L’IA risque-t-elle de rendre les êtres humains obsolètes ? Pas à court terme (partie 2)

(Il s’agit de la deuxième et dernière partie de notre chronique sur l’intelligence artificielle (IA), en collaboration avec Vincent Conitzer (@conitzer), expert en IA et professeur en sciences informatiques à l’université de Duke. Découvrez la 1re partie ici.)

Les prévisions sont stupéfiantes : d’ici 2020, notre planète comptera plus de 50 milliards d’appareils connectés à Internet.

Et l’IA est déjà intégrée à plus d’un milliard d’entre eux.

Vous n’y croyez pas ? Demandez à Siri ou Alexa.

C’est la question que nous abordons dans la dernière partie de notre entretien avec Vincent Conitzer, expert en IA et professeur de sciences informatiques à l’université de Duke.
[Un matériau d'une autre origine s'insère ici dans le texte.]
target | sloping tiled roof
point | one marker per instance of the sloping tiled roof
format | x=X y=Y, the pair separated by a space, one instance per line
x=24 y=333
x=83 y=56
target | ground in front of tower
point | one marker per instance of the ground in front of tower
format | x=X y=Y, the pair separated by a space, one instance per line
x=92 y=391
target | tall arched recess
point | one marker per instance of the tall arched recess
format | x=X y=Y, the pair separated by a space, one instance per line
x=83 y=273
Ce dernier s’accorde à dire que nous sommes en marge d’une révolution exceptionnelle dans le domaine de l’automatisation intelligente. Cependant, il soutient que l’être humain conserve certains avantages.

L’intelligence artificielle risque-t-elle de prendre le contrôle de la planète ? C’est une question importante qu’il convient d’envisager sur le long terme. Vincent Conitzer se veut rassurant en affirmant qu’à l’heure actuelle, l’IA est trop limitée pour envisager un tel scénario.

Toutefois, il met en évidence certaines tendances controversées qui ne sont pas si lointaines : les armes autonomes, le chômage technologique et le biais algorithmique. Il nous met en garde contre les réglementations hâtives en matière d’IA et tord le cou à certaines idées reçues.

Nous espérons que vous apprécierez cet échange.

Appian : Aujourd’hui, le débat qui oppose IA et éthique fait rage. Que pensez-vous de cette notion d’éthique ? Selon vous, quelles sont les plus grandes difficultés en matière d’éthique lorsqu’il est question d’IA ?

Vincent Conitzer : Depuis quelque temps, je constate que nous cherchons de plus en plus à déployer de l’IA dans des environnements réels. Les objectifs visés dans ce domaine prennent de plus en plus d’importance. Auparavant, ce n’était pas vraiment un problème puisque l’IA était confinée aux seuls laboratoires. On peut citer l’apprentissage par renforcement en exemple. C’est un sous-domaine de l’IA qui consiste à faire en sorte que le système apprenne à engager des actions pour optimiser un objectif.

Par exemple, imaginons un chariot qui se déplace sur un rail. Un mât, érigé sur le chariot, est connecté à une charnière. Il existe un risque que le mât tombe. Le système doit donc déplacer le chariot d’avant en arrière de manière à stabiliser le mât.

Appian : C’est un problème difficile à résoudre.

Vincent Conitzer : En effet. Et c’est une excellente référence de base pour les algorithmes. L’objectif est simple à définir : le mât ne doit pas tomber.

Mais soyons honnêtes, c’est un problème auquel peu de personnes sont confrontées. Cependant, en transférant des objectifs (de laboratoire) dans le monde réel, ces questions prennent de plus en plus d’importance.

Apprendre grâce à l’apprentissage automatique

Appian : Vous avez aussi parlé de la classification supervisée. Qu’est-ce que c’est et quel est le lien avec l’IA ?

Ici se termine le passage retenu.